The sound of laughter reaches us before the brewery comes into view.

Replay sits near the waterfront—a renovated cedar building wrapped in string lights that glow like fireflies.

The extended patio is packed with people, long wooden tables stretching beneath a canopy of twinkling bulbs.

Inside, the warm buzz of conversation mixes with the low hum of an acoustic guitar.

We weave our way through the crowd, the floorboards creaking underfoot.

The air smells like hops, fried food from the food truck outside, and the ocean breeze that drifts through the open windows.

At the far end of the room, a girl stands on a small stage, singing into a microphone.

Her eyes are closed, her voice is smooth and unhurried, like she’s completely unaware of the room full of people.

Lottie smiles. “See? Isn’t this nice? No thumping music you need to scream over, no twenty-dollar espresso martinis.”

I take it in—the laughter, the warmth, the small-town comfort of it all. It’s a far cry from the curated cocktail parties I grew up around, where everything was a show, and nothing was real.

“Okay,” I admit. “It’s cute.”

Lottie grins, triumphant. “Told you.

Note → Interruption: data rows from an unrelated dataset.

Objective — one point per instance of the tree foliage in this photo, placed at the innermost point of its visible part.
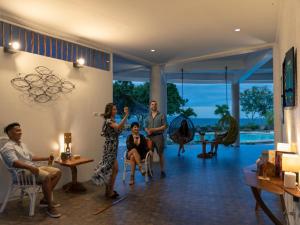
(222, 110)
(256, 102)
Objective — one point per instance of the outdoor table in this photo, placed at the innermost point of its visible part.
(74, 186)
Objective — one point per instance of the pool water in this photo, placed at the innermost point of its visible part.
(245, 137)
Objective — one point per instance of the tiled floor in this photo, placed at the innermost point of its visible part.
(196, 191)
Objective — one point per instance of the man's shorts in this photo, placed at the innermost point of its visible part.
(45, 171)
(158, 143)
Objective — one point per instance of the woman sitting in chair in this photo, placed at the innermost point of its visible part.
(137, 148)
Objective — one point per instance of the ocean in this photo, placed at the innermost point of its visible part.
(202, 122)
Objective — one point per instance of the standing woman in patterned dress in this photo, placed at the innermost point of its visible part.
(107, 169)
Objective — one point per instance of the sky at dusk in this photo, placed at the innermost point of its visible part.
(203, 97)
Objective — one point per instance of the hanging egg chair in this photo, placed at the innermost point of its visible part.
(181, 129)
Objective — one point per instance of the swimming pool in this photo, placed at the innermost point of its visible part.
(245, 137)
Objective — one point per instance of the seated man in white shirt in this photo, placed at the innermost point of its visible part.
(16, 154)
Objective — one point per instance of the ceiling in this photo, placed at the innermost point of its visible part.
(252, 67)
(179, 31)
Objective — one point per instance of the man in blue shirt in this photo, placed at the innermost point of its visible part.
(15, 154)
(155, 125)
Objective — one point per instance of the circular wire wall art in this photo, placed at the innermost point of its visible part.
(43, 85)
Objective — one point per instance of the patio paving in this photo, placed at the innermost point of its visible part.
(195, 191)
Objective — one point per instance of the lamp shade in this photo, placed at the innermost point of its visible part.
(283, 147)
(290, 162)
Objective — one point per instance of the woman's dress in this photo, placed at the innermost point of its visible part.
(103, 171)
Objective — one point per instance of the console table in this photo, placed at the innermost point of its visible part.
(74, 186)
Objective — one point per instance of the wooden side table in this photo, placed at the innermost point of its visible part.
(274, 185)
(74, 186)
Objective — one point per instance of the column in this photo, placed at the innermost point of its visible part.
(158, 87)
(235, 92)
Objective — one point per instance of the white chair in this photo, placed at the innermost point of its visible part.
(24, 183)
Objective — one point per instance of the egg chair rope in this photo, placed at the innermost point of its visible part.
(181, 129)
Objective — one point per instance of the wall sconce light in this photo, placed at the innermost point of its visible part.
(13, 47)
(284, 147)
(290, 164)
(79, 63)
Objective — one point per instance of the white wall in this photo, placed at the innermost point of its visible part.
(288, 35)
(42, 123)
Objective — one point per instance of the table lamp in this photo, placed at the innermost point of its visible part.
(284, 147)
(68, 141)
(290, 164)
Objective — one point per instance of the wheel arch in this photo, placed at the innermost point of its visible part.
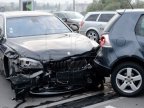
(92, 29)
(134, 59)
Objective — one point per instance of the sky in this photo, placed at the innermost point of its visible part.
(52, 1)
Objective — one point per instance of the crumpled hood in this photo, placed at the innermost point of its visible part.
(54, 47)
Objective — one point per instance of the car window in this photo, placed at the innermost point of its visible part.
(1, 23)
(92, 17)
(105, 17)
(34, 25)
(140, 26)
(73, 15)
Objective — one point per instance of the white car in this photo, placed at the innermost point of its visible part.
(94, 23)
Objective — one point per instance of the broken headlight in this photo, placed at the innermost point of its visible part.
(94, 43)
(30, 63)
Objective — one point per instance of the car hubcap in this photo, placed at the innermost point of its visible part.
(92, 35)
(128, 80)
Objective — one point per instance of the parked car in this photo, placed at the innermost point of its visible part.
(94, 23)
(122, 52)
(41, 55)
(70, 17)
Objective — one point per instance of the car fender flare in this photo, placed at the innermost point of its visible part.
(123, 59)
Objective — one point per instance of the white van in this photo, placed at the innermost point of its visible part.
(94, 23)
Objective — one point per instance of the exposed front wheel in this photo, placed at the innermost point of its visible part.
(92, 34)
(9, 68)
(128, 79)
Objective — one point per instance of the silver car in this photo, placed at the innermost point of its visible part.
(94, 23)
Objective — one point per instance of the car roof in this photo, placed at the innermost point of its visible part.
(66, 12)
(130, 10)
(23, 13)
(101, 12)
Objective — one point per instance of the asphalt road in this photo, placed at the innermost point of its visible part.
(99, 99)
(6, 95)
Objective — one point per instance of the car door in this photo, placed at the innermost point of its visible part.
(139, 31)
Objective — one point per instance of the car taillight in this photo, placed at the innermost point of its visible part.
(104, 41)
(81, 23)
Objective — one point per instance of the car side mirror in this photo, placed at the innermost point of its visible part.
(74, 27)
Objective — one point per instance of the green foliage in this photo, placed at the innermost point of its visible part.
(99, 5)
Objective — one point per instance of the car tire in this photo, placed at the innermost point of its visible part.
(9, 69)
(92, 34)
(128, 79)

Deep Cove knows how to do Friday nights.”

She steers us toward an open spot at one of the long tables near the window, and we take a seat.

A few minutes later, a waitress brings us each a flight of beers that we ordered.

I take a sip from the first glass, listening to the hum of conversation around us.

Deep Cove is nothing like the world I came from and that’s exactly why I’m here.